Editorial: Fix the current highway fund (Greensboro News and Record)
Gov. Bev Perdue’s administration keeps working on new ideas to meet state transportation needs.
Some are better than others.
The latest proposal calls for creating a Mobility Fund, a pool of money to pay for big maintenance projects — such as replacing the Yadkin River bridges on I-85 — and even city road work. It would tap some of the revenue currently diverted from the state’s Highway Trust Fund to the General Fund and raise some taxes, including the motor vehicle registration fee.
This is a poor economic environment for raising taxes, although even fiscal conservatives must acknowledge the long-term problem with relying so heavily on the motor-fuels tax for transportation needs. People keep driving more fuel-efficient vehicles and paying less tax, while highway construction and maintenance costs are not decreasing.

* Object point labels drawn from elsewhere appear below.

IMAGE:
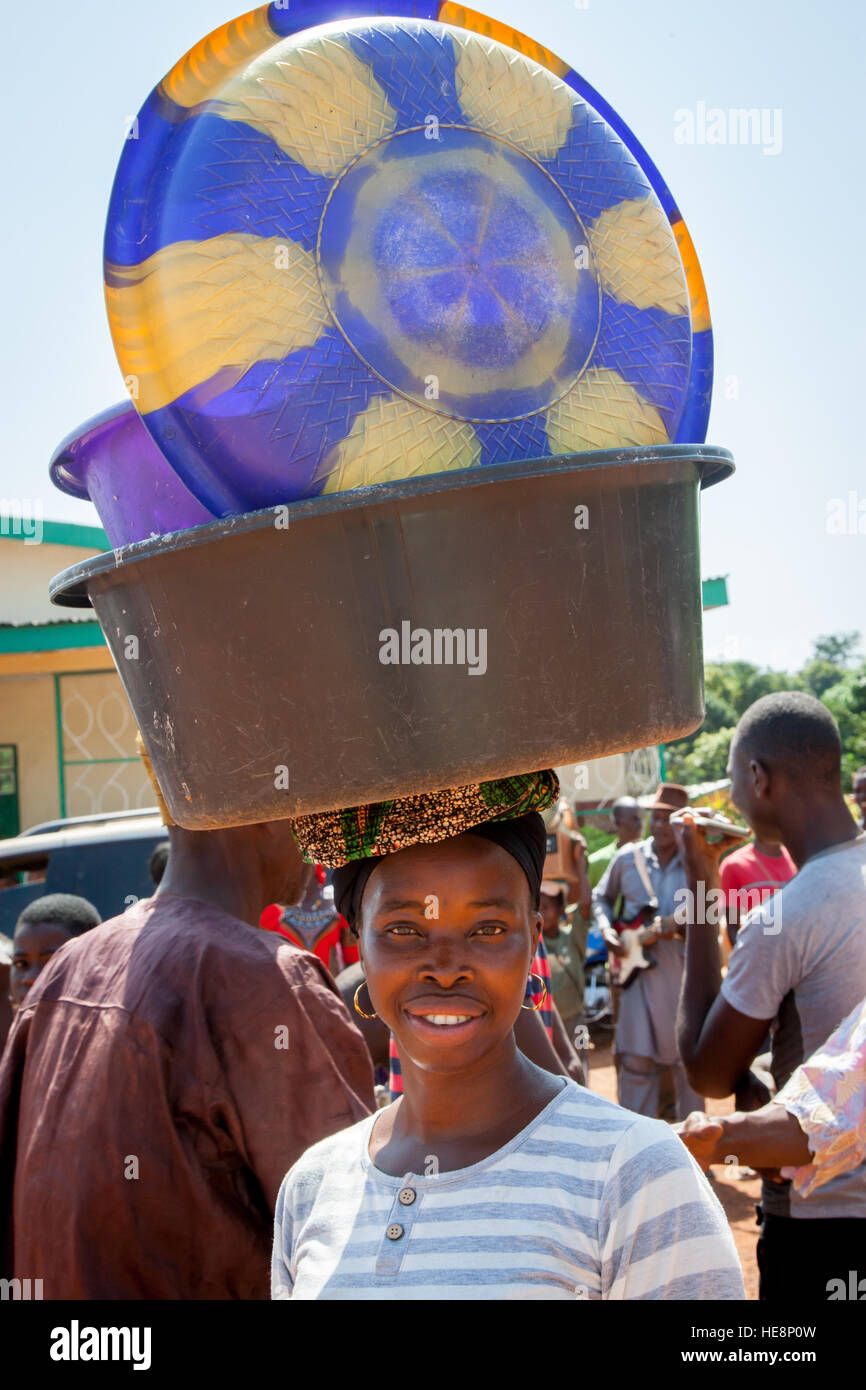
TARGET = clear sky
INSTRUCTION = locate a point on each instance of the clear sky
(779, 236)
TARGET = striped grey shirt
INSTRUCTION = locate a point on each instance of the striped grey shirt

The bigger question, though, is why create a Mobility Fund when the state already has a Highway Trust Fund? The easy answer is that the Highway Trust Fund isn’t adequately meeting the state’s transportation needs, but that should be addressed by correcting its problems, not coming up with a new entity that supposedly would exist within the Highway Trust Fund but operate separately.

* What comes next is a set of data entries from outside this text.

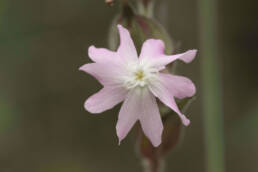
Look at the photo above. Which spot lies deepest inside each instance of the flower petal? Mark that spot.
(186, 57)
(150, 119)
(105, 99)
(102, 55)
(178, 86)
(126, 50)
(129, 114)
(105, 73)
(160, 91)
(152, 48)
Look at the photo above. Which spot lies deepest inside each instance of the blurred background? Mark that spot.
(43, 125)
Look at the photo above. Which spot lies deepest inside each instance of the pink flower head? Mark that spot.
(137, 81)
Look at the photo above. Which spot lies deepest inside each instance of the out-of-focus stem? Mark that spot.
(212, 101)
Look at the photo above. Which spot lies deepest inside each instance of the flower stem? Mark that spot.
(212, 101)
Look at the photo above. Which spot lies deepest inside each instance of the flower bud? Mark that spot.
(140, 27)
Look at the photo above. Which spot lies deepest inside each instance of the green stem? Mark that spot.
(212, 101)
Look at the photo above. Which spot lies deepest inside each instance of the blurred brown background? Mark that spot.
(43, 126)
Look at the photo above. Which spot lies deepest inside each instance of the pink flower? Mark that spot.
(137, 82)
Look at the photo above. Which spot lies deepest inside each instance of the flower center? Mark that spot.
(139, 75)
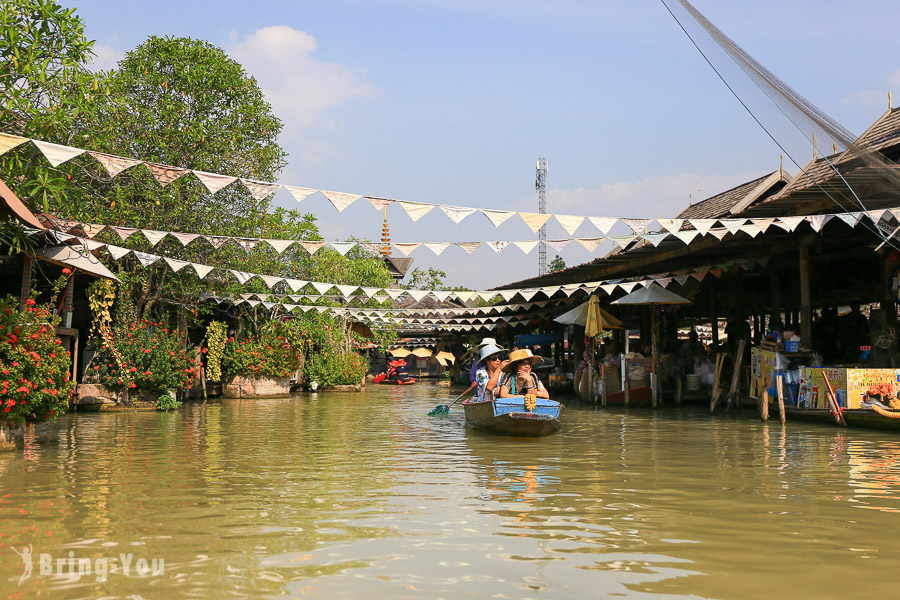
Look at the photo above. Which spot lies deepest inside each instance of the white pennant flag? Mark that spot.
(270, 281)
(280, 245)
(496, 217)
(468, 246)
(117, 252)
(590, 244)
(405, 249)
(702, 225)
(457, 213)
(176, 265)
(260, 189)
(526, 246)
(184, 238)
(569, 222)
(241, 276)
(604, 224)
(437, 247)
(557, 245)
(343, 247)
(312, 247)
(57, 154)
(153, 236)
(144, 258)
(340, 200)
(636, 225)
(114, 164)
(415, 210)
(300, 193)
(213, 181)
(535, 220)
(763, 224)
(671, 225)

The state can’t deal with its top maintenance priority, the Yadkin River bridges, because of the politically motivated Equity Formula that governs the spending of Highway Trust Fund dollars. Money has to be doled out evenly across the state, no matter where it’s needed most. That doesn’t allow for an allocation of $300 million in one location, even on a major artery like I-85. Perdue has had to think creatively to get started on the Yadkin River project, borrowing against future federal appropriations for the first phase.
It would be better to use the Highway Trust Fund as the state’s major transportation funding mechanism but give the Board of Transportation authority to target funds to the most urgent projects, regardless of location. The legislature should put politics aside to make that happen — an idea travelers could support.